Die Argumente der Gegenansicht (OLG Braunschweig, StV 1993, 596; Wendisch,
in: Löwe/Rosenberg, StPO, 25. Aufl., 1997, § 453c Rdnr. 18; Krehl, in: Heidelberger
Kommentar zur Strafprozessordnung, 3. Aufl., 2001, § 453c Rdnr. 7; Paeffgen,
NStZ 1990, 531, 536) überzeugen den Senat nicht. Der Verweis auf § 119 StPO in
§ 453c Abs. 2 S. 2 StPO sagt lediglich etwas darüber aus, dass der Vollzug von
Untersuchungs- und Sicherungshaft gleich gestaltet werden soll, gibt aber keinen
Aufschluss über die statthaften Rechtsmittel. Auch die vergleichbare Intensität des
Eingriffs in die Grundrechte des Betroffenen rechtfertigt nicht die Statthaftigkeit der
weiteren Beschwerde gegen den Sicherungshaftbefehl. Das Argument greift schon
deswegen zu kurz, weil durch den Vollsteckungshaftbefehl gemäß § 457 StPO in
gleichem Maße in das Freiheitsrecht des Betroffenen eingegriffen wird.
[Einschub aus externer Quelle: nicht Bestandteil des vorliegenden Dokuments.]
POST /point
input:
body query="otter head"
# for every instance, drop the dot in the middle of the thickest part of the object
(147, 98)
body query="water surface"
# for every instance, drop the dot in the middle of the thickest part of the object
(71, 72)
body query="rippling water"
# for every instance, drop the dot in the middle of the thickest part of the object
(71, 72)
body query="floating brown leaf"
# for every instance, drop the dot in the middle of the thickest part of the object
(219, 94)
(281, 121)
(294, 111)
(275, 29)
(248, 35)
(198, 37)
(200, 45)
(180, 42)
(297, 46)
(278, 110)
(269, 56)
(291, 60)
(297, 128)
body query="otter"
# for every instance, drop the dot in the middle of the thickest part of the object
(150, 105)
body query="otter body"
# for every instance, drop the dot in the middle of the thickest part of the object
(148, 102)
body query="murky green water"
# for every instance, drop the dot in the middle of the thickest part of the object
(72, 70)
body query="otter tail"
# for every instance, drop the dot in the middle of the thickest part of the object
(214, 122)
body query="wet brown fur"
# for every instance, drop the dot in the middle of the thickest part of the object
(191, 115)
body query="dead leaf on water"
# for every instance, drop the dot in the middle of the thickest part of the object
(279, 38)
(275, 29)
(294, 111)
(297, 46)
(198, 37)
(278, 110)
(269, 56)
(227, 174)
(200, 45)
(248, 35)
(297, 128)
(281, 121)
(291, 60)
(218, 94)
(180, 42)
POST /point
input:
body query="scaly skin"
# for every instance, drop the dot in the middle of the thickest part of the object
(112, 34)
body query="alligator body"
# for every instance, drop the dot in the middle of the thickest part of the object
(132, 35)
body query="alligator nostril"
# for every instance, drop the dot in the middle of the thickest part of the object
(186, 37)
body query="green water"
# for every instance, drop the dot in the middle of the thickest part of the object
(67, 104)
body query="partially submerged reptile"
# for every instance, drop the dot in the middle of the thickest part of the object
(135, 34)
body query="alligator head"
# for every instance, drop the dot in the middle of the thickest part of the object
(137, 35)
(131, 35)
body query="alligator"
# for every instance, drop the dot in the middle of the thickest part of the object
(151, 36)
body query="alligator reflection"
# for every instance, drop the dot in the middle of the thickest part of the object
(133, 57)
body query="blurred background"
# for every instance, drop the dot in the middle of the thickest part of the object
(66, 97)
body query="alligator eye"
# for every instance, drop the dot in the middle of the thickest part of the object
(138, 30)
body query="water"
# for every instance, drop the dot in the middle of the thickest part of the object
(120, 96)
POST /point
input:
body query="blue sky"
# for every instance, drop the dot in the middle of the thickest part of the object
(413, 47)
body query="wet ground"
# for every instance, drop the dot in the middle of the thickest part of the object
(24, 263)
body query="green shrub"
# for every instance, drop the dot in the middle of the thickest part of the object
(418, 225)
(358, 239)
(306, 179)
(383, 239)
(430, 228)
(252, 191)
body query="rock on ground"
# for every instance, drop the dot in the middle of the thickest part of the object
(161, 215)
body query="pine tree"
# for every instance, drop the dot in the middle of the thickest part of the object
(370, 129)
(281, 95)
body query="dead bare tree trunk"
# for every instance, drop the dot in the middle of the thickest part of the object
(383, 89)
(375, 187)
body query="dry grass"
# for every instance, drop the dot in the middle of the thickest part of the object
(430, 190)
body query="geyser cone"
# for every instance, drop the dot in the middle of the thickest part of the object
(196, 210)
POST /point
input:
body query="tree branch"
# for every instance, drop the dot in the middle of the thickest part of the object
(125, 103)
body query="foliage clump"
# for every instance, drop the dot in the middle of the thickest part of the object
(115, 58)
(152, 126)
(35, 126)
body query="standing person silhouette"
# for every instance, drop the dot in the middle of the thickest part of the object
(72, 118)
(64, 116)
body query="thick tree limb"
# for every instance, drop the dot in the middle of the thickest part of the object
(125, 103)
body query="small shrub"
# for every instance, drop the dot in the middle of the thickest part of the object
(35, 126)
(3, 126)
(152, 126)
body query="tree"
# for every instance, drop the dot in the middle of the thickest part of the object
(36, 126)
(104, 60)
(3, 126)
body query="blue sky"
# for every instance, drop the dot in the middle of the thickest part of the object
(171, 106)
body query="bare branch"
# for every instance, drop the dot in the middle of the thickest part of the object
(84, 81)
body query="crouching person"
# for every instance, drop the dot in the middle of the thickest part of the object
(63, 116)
Für diesen
Fall sieht die StPO aber überhaupt kein Rechtsmittel vor; es besteht hier lediglich
der Rechtsweg gemäß §§ 23 ff. EGGVG. Die Intensität des Grundrechtseingriffs
kann deswegen nicht der Grund sein, der eine weitere Beschwerde rechtfertigt.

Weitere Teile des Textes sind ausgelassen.